What people can expect from [my set] at True Colors is [this song] that consciously reminds people that the skin and bones and your flesh are things you cannot change. That is an identity that you have to, unfortunately, just be a part of. But what you do with it? That is something that you can take control of. This song is a gentle, nice reminder to love yourself.
[There are times] when you look at yourself in the mirror and you know that's you, but you don't want that to be you. It's either "Yeah, I look okay, but [on the] inside, I don't feel like this is who I am" or "I'm okay internally but when I look into the mirror, I kind of forget who I am". Either way, you just have to love yourself a little bit more because I feel like we do have the capacity. That's the moment when I realised that (the song) had to be a response to 'Vanilla' because I do have the capacity to give love to my people. [Having] empathy to pay attention, to give [them] my time and moment, and just being gentle. Being gentle with you, my colleagues, my closest friend, my family members, or my cousin.

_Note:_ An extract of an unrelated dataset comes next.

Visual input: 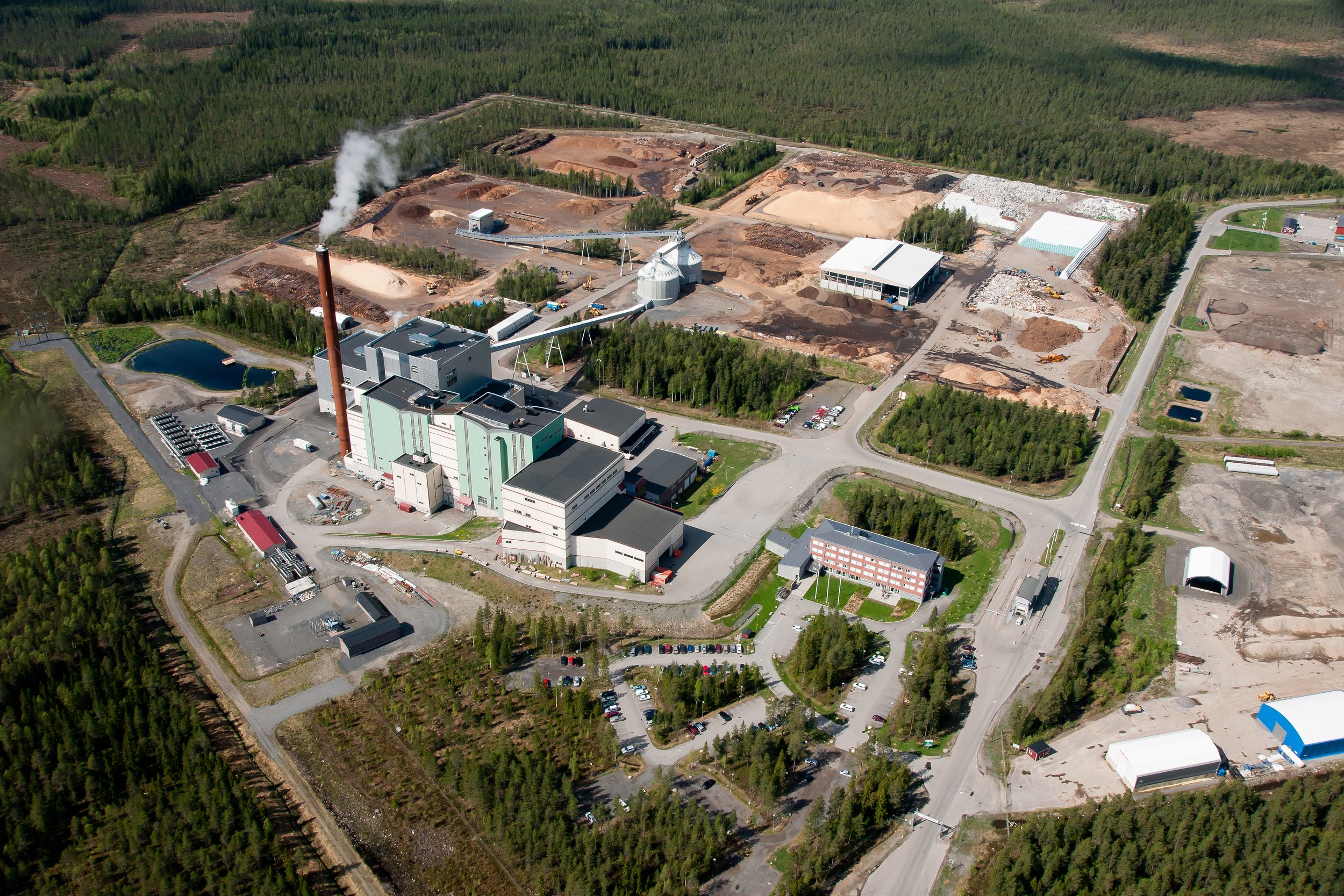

[However,] I've never been gentle to and had enough compassion for myself. I'm my worst critic. Before anyone slammed the door on me, I'd [already] done it to myself. [The lesson that people should take away from this song is this:] Take a moment to just love yourself a little bit more. We give our love too easily when it comes to other people and then [when you] go back home, you are the worst person ever to yourself.
Credit: Wheelsmith, Facebook
"Be truthful with your message. Be truthful with your identity [and] your artist persona, [and] be genuine with what you say."
Finally, do you have any words of advice for aspiring artists who are facing challenges similar to the ones you have had to contend with?
Be truthful with your message. Be truthful with your identity [and] your artist persona, [and] be genuine with what you say. Be kind... [and] just be gentle. Be a little bit gentle with what you expect because when you do these kinds of things — especially in this day and age when Spotify is run by numbers, statistics, and facts — you tend to expect things and that will bring you down. That shouldn't be the case at all. I think my message is just to be kind, truthful, [and] genuine. And, you know, let it be.
For years, I've been trying to figure out who Wheelsmith should be. Should [he] be somebody like A$AP Rocky? Do I want to be like Drake? Do I want to be like somebody a bit more rappity like Nas, or [someone like] J. Cole or Kendrick [Lamar]. But I feel like that's not the way, so just represent yourself.
This interview has been edited for clarity and brevity.